SuburbiaSuburbia – Australia has a long-standing tradition of producing notable rock bands that are as singular and dissimilar as the land in which they’re born—think AC/DC, Rose Tattoo, The Angels, Lobby Loyde and the Coloured Balls (for all you Melburnians out there)—bands whose sound incorporated the raw and unfiltered, and to a certain extent for some of them, utilised humour to help reinforce their skills and style.
A relatively new band on the block of this highly esteemed classic Australian rock genre is Suburbiasuburbia. The Suburbiasuburbia story began four years ago. A newly formed writing duo morphed into a five-piece band, with Toowoomba a band personnel resource. Incorporating themes that derive straight from the suburbs, ‘where the roofs are all the same’, the band delivers a despatch from the great unwashed, a message from the land and sometimes a little self-deprecation.
With several singles and an album, Landfill, released since 2020, the band’s new release Bruce Hwy Elbow is a decent addition to their output, a blues-rock hybrid set to an intriguing lyric. The Bruce Highway is one of the world’s most dangerous highways and known as the ‘Highway of Shame’, the region’s number one crash zone and Suburbiasuburbia has now immortalised it in song.
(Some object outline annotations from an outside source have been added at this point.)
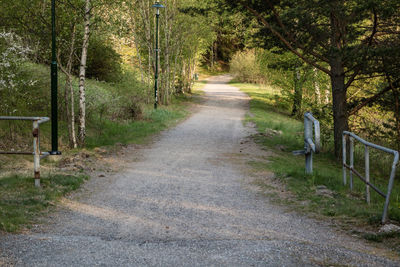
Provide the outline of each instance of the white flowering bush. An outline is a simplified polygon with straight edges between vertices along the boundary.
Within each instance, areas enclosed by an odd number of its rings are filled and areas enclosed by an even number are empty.
[[[12,32],[0,31],[0,114],[15,115],[23,106],[29,106],[27,92],[35,84],[26,80],[22,64],[26,61],[29,48]]]

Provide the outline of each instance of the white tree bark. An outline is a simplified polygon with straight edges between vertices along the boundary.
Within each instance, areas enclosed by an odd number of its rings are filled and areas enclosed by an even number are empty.
[[[86,79],[86,63],[87,63],[87,50],[89,47],[90,36],[90,12],[91,0],[85,0],[85,31],[83,35],[81,64],[79,69],[79,145],[85,146],[86,138],[86,92],[85,92],[85,79]]]
[[[317,68],[313,68],[313,73],[314,73],[314,90],[315,90],[315,96],[317,100],[317,104],[321,105],[321,89],[319,87],[319,82],[318,82],[318,70]]]

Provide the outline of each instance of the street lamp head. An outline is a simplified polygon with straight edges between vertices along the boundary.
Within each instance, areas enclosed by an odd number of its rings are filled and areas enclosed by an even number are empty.
[[[158,2],[158,1],[153,5],[153,7],[154,7],[154,8],[157,8],[157,9],[159,9],[159,8],[165,8],[165,6],[163,6],[162,4],[160,4],[160,2]]]

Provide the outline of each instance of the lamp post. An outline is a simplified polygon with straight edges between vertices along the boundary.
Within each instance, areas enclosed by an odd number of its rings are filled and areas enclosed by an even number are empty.
[[[157,1],[154,5],[156,11],[156,69],[154,72],[154,109],[157,109],[158,105],[158,19],[160,17],[160,8],[165,8],[159,1]]]
[[[58,101],[57,101],[57,58],[56,58],[56,1],[51,1],[51,155],[58,151]]]

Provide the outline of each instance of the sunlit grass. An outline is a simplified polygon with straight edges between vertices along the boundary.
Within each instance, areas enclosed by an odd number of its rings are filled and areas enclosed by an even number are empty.
[[[51,175],[42,177],[41,187],[32,177],[9,176],[0,179],[0,230],[15,232],[29,227],[37,216],[65,194],[76,190],[86,175]]]

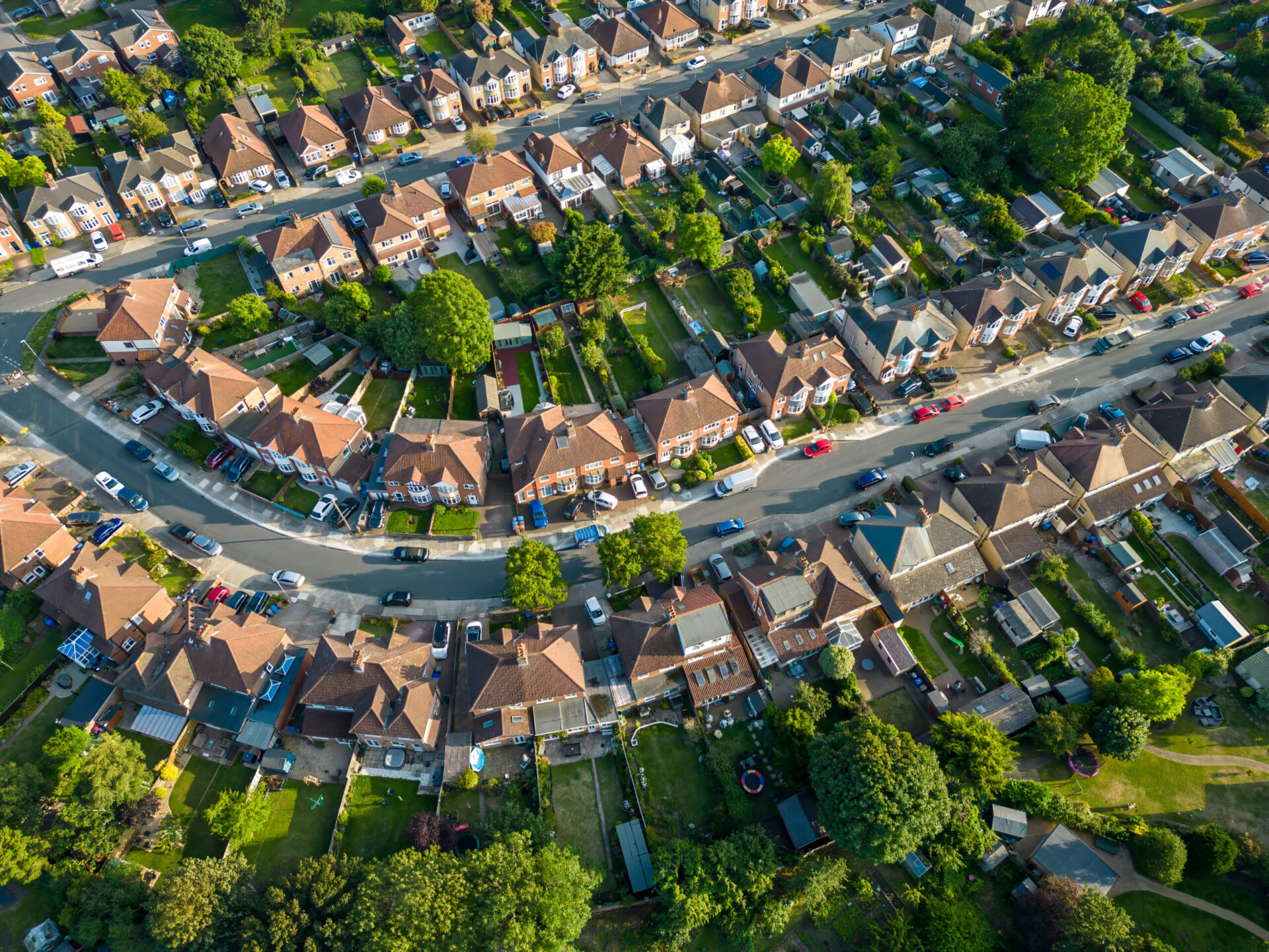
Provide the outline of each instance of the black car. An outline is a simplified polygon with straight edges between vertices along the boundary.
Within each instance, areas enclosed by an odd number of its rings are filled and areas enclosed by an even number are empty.
[[[421,546],[397,546],[392,550],[392,559],[398,562],[426,562],[428,550]]]
[[[143,463],[148,462],[150,459],[154,459],[155,451],[152,451],[145,443],[141,443],[138,440],[129,439],[127,443],[123,444],[123,448],[127,449],[129,453],[132,453],[135,457],[137,457],[137,459],[140,459]]]

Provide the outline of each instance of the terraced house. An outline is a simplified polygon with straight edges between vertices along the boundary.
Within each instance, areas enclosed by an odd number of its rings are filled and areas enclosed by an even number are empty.
[[[551,406],[511,416],[505,428],[518,503],[618,485],[638,468],[634,440],[613,413],[566,416]]]

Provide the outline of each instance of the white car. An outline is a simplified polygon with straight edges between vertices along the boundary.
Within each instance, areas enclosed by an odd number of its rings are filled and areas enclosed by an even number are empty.
[[[119,482],[117,479],[114,479],[105,470],[102,470],[102,472],[99,472],[96,476],[94,476],[93,477],[93,482],[95,482],[98,486],[100,486],[105,491],[105,494],[108,496],[110,496],[110,499],[118,499],[119,498],[119,490],[121,489],[127,489],[127,486],[124,486],[122,482]]]
[[[339,501],[339,496],[334,493],[327,493],[325,496],[317,500],[317,505],[313,510],[308,513],[308,518],[313,522],[325,522],[326,517],[330,515],[330,508]]]
[[[604,614],[604,609],[599,607],[598,598],[586,599],[586,617],[590,618],[590,623],[596,628],[608,621],[608,616]]]
[[[758,435],[758,430],[754,426],[745,426],[745,429],[740,432],[740,435],[741,439],[745,440],[745,446],[755,453],[766,452],[766,444],[763,442],[763,438]]]
[[[128,419],[140,425],[146,420],[157,416],[159,411],[162,410],[162,407],[164,407],[162,400],[151,400],[148,404],[142,404],[136,410],[133,410],[132,415]]]
[[[598,489],[590,490],[586,494],[586,499],[598,505],[600,509],[615,509],[617,496],[609,495],[608,493],[602,493]]]

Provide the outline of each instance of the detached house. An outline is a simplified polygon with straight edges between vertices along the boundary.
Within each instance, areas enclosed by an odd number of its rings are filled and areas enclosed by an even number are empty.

As the band says about the new release, ‘The song is about a couple of environmental sadists who are injured by a tree lopping exercise and hit the highway, driving north in search of something new.
They reach a farm only to find a gas drill rigging operation gone mad and the farmer’s property drought-ridden and on fire. As the smoke rises, they meet the owners, who now have nothing. Did running away change anything?’ This distinctly Australian flavour to the band’s approach, which undoubtedly emanates from the lyric’s casual fluency, an effortlessness in the telling contrasts with the boisterous soundtrack, makes for an entertaining rock experience.